I had an eye-opening weekend, this weekend. I realized that I do have a child who is a toddler, a boyfriend with whom I have been with for 7 years that I am very dearly fond of, my health that I need to keep a better tab on, amazing yet crazy "in-laws" that I can't control nor can I change - and that I am OK with that.
1) This weekend my daughter, Lucy, made me realize that she is growing up at an alarming rate. Before this weekend, I was pretty sure I had the "perfect daughter"...but I now realize, she isn't perfect and she is growing up very fast into a toddler. You know, the toddlers you here about that cry and scream for no reason at all? Ya, that was my Lucy this weekend. I felt so helpless! It was probably the worst feeling I've ever been consumed with. In this new year I will vow to let her throw her tantrums when it (if it happens) happens and take a breath. Stand up. And think and pray to myself that this too shall be over as fast as it happened.
2) Wade and I have been together for 7 years....8 years in May of next year. We've had our fair share of ups and downs, just like any relationship - but NOTHING, absolutely NOTHING can compare to what a child does to your relationship. The whole experience puts a big "swoosh" to your relationship. That swoosh I'm talking about is kind of like a wind gust that wipes everything you two once had to "nothing matters anymore except your child". That's not right and that's not fair. I've learned in the past week or so that I need to spent as much time on Wade as I do with Lucy and give him the same affection as I do Lucy (only in an adult way, of course...wink wink).

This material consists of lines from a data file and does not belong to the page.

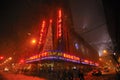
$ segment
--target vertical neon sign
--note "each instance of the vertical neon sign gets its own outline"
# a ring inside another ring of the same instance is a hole
[[[42,22],[41,31],[40,31],[40,38],[39,38],[39,44],[42,44],[44,29],[45,29],[45,21]]]
[[[57,21],[57,38],[62,36],[62,12],[58,11],[58,21]]]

I think that when (see above) a child has an episode as we did above on Saturday - it puts an extreme strain on your relationship and you end up being even more miserable than you were when your daughter or son is throwing a fit on the ground - crying and won't stop. In this next year, I vow to make a day/night every month that just consists of us - being together - just the two of us, the way it used to be...if only for a couple hours, I'm OK with that. Its important.
3) Oh boy have I slacked on my body image!!! I can recall the days where I was a size 2-4 and so in shape!! (Actually I can't recall them, I think I just blocked that part of my life out of my head b/c frankly it's just too depressing to think about)

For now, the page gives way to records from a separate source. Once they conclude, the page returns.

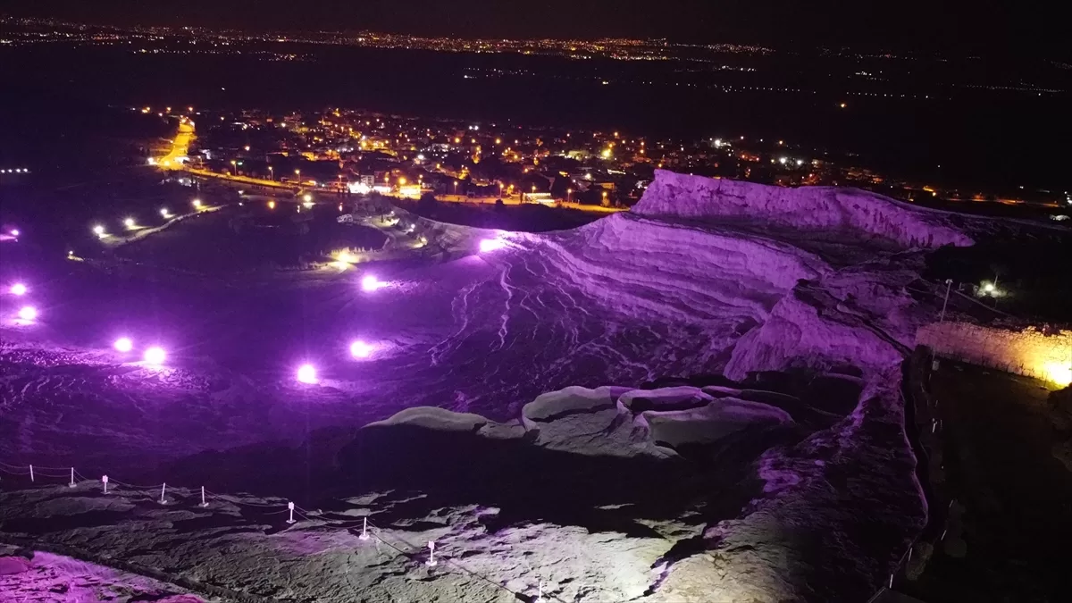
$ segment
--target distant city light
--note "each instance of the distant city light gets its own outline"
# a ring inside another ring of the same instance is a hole
[[[506,247],[506,244],[497,238],[486,238],[480,240],[480,253],[495,251],[496,249],[502,249],[503,247]]]
[[[362,291],[375,291],[384,286],[384,283],[375,277],[375,275],[366,275],[361,278],[361,290]]]
[[[372,355],[372,345],[359,339],[349,344],[349,355],[355,358],[368,358]]]
[[[117,341],[116,343],[118,344],[119,342]],[[159,345],[153,345],[145,351],[145,362],[150,365],[162,365],[165,359],[167,359],[167,352]]]
[[[316,367],[313,365],[301,365],[298,367],[298,382],[316,383]]]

The window is about to go down on what I call the - post baby slackness. Its been over a year since I had Lucy and it's officially time to get my body back to at least a respectable image where I don't feel so insecure to show my body to my best friend and lover, Wade. (HA!)

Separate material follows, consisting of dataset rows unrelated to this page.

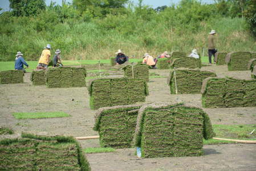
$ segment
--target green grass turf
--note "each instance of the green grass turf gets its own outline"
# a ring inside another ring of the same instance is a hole
[[[213,56],[212,57],[212,63],[213,63]],[[132,62],[137,63],[139,62],[141,62],[142,59],[129,59],[129,62],[131,63]],[[209,63],[208,56],[203,56],[201,58],[202,63]],[[99,64],[99,61],[102,63],[110,63],[110,59],[102,59],[102,60],[82,60],[81,61],[82,64]],[[77,66],[80,64],[80,60],[63,60],[63,63],[64,66]],[[38,61],[26,61],[26,62],[29,64],[29,68],[26,69],[27,72],[31,72],[31,70],[35,70]],[[7,71],[7,70],[14,70],[15,62],[0,62],[0,71]],[[24,66],[26,67],[26,66]]]
[[[14,113],[13,115],[17,119],[63,117],[70,116],[64,113],[63,112]]]
[[[115,152],[116,150],[112,148],[87,148],[83,149],[84,153],[100,153]]]
[[[256,129],[256,124],[234,125],[213,125],[212,126],[213,131],[216,133],[216,136],[215,136],[216,138],[242,140],[256,140],[256,132],[255,131],[251,135],[249,135],[253,129]],[[209,139],[208,140],[204,139],[203,140],[204,145],[227,142],[235,143],[234,141],[214,139]]]

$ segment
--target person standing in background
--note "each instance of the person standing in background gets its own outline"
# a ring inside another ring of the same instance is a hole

With recent light of (sigh) Britney Murphy's death at Age 32. I've decided I do not want to end up dead at 32. I have a daughter to think about!! I want to be the best mommy I can be until I grow old!! This is ridiculous that I've let my body go THIS far. It's absolutely disgusting!!
So in the new year, I vow to get back to at least a size 6. I can do that!! Piece of cake (minus the cake, of course)!
4) I have an amazing bunch of in laws. They are chaotic, messy, absurdly vulgar - yet - so unbelievably loving, caring - would do anything for anyone, selflessness and would put anything above and beyond their needs for you. I can not explain you to them unless you meet them. They are one of a kind and I love each and everyone of them for excepting me into their family every day. I vow to become more patient with each and everyone of them this year. To keep an open mind about their problems, their flaws, their uniqueness. I'm truly blessed to have all of them as my "Arizona family".
It was a tough weekend but I'm glad it happened. I needed it to happen. I'm a better person today because of this weekend. It was hell, but it was all worth it.
Happy Christmas and Merry New Year to you and your crazy families! Always remember just how truly blessed we all are!!